Schon die Ausstellungsarchitektur ist ein Statement. Aufgeräumt, auskomponiert, in strenger Ordnung bilden rote und blaue Fenster, unterschiedlichen Formats, die wandfüllenden Rahmen für ganz viel Information. Dem Kurator Clemens Quirin ist es gelungen, die fünf Themen sehr gut – und unangestrengt aufzufassen – in die Tiefe zu strukturieren. Ein Fokusprojekt wird jeweils illustriert herausgezoomt, weitere könnte man sich sogar über die QR-Code Icons mit nach Hause nehmen. Dass in dieser Causa den Leuten erklärende Texte nicht erspart werden können, ist klar. Spannend und Nachdenkens wert sind sie, und als zusätzliches Feature hat der vai-Kurator für eine künstlerische Intervention den Schweizer Beni Bischof eingeladen. Pointiert-ironisch gezeichnete Kommentare hat dieser auf die Wand gekritzelt –überrascht, lächelnd, zustimmend nickend bleibt man daran hängen.
Ein Exempel für Re-use
Witzig ist auch die Installation im Entree der Ausstellung: Vor den hochformatigen Fensterelementen mit den grafisch-elegant gestalteten titelgebenden Begriffen „Refuse, Reduce, Re-use, Recycle, Rot“ stehen Skulpturen, die unschwer als liegende Heizkörper identifizierbar sind. Man darf sich draufsetzen, denn die Rippenradiatoren sind mit Kabelbindern auf den Untergestellen der üblichen vai-Bestuhlung fixiert, ganz einfach! Das ist wieder typisch Daniel Büchel, der die Ausstellung gestaltete. Dokumentiert ist in diesem Bereich obendrein der Ausbau der wiederverwendeten Fenster aus dem partiellen Abbruch der Textilschule Dornbirn. Sauber und makellos bilden sie die rot-blau gerasterte Kulisse der Ausstellung.

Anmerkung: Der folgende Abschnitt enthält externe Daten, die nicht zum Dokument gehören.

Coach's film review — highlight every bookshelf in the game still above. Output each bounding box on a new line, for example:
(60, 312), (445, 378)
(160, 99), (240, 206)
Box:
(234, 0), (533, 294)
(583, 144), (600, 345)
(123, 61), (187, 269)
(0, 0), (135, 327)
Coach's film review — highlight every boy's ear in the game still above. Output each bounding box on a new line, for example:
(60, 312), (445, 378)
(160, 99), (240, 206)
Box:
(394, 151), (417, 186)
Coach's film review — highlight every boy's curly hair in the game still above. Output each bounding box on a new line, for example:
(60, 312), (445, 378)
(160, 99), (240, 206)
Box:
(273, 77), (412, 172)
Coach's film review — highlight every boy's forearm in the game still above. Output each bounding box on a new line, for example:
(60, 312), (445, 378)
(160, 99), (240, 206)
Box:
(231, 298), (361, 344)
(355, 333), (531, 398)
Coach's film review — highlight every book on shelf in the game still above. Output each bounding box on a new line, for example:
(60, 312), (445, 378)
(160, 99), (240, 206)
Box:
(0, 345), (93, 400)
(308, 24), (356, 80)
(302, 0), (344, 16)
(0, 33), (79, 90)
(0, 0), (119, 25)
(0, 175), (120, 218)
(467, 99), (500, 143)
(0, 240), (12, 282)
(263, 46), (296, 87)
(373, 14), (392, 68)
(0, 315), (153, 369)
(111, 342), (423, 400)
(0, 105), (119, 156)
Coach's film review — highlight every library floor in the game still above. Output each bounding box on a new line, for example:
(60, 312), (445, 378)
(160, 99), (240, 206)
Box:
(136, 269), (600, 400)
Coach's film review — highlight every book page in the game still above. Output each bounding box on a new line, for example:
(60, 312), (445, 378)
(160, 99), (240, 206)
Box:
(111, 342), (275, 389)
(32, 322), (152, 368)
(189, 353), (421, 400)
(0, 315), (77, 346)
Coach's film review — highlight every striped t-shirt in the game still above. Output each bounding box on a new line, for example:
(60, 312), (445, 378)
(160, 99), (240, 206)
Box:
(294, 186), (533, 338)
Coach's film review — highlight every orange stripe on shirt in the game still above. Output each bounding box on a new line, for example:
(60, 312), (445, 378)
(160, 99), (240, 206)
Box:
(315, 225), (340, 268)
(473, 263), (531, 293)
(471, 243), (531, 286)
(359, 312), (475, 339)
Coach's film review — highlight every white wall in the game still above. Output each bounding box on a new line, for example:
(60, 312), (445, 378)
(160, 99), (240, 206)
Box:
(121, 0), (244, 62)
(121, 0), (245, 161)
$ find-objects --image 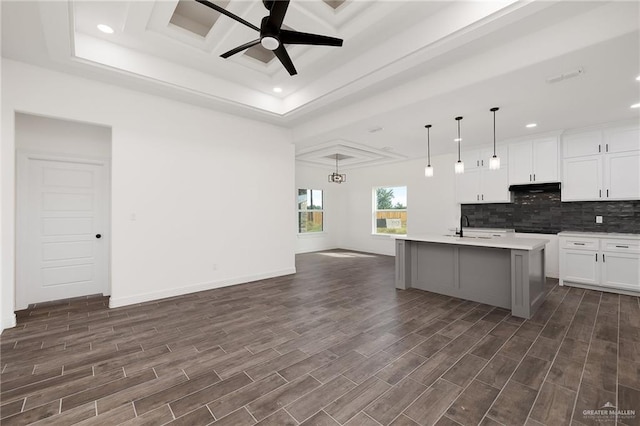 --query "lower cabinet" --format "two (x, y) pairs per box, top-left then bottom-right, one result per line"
(558, 232), (640, 293)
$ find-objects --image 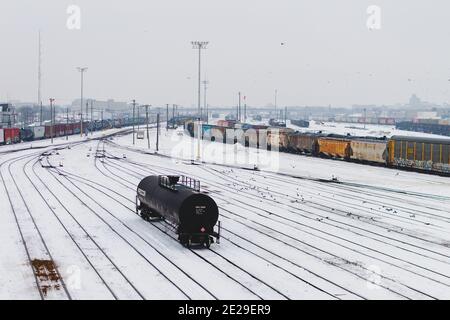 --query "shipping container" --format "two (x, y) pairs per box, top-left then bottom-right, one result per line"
(318, 137), (351, 159)
(350, 139), (387, 163)
(289, 132), (320, 155)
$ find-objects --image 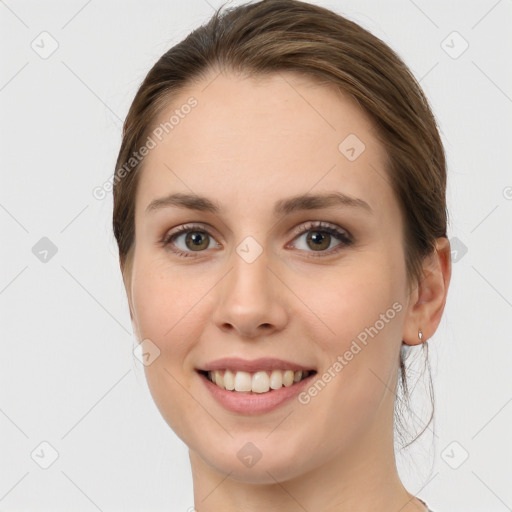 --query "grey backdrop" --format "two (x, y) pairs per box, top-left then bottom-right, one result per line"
(0, 0), (512, 512)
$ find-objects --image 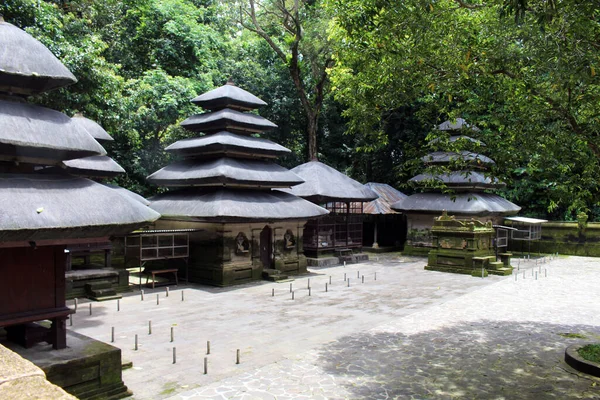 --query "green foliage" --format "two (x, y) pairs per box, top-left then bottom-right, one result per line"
(577, 344), (600, 363)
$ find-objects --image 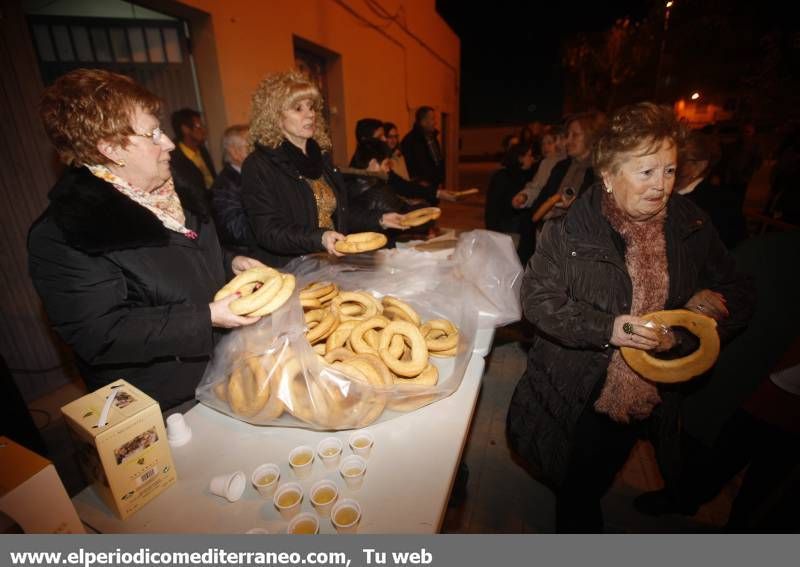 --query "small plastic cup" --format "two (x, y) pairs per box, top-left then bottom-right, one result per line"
(250, 463), (281, 496)
(244, 528), (269, 535)
(339, 455), (367, 490)
(350, 431), (375, 459)
(167, 413), (192, 447)
(289, 445), (314, 478)
(209, 471), (247, 502)
(317, 437), (343, 469)
(311, 480), (339, 518)
(331, 498), (361, 534)
(272, 482), (303, 520)
(286, 512), (319, 535)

Da lohnt es sich doch nachzufragen, warum diese Fensterelemente bei der groß angelegten Sanierung nicht mehr brauchbar gewesen wären: Die Cukrowicz Nachbaur Architekten haben den Wettbewerb gewonnen und diese Themen ausführlich – unter Mitwirkung des Denkmalschutzes – behandelt. Um hier nicht ins Detail zu gehen: im Endeffekt wird alles, was nicht total kaputt ist (teilweise sogar morsch) sorgfältig ausgebaut und zur Abholung bereitgestellt. Und bei diesem Exempel werden die Hürden für ein sinnvolles Re-use sehr deutlich. Auch wenn einerseits die aufwändige Demontage engagiert übernommen wird, wer kann das gerade dann brauchen, einplanen, abholen, mitunter lagern? Die Transportwege sollten ökologisch wie ökonomisch vertretbar sein und es sind eigentlich von vornherein neue Entwurfsmethoden erforderlich.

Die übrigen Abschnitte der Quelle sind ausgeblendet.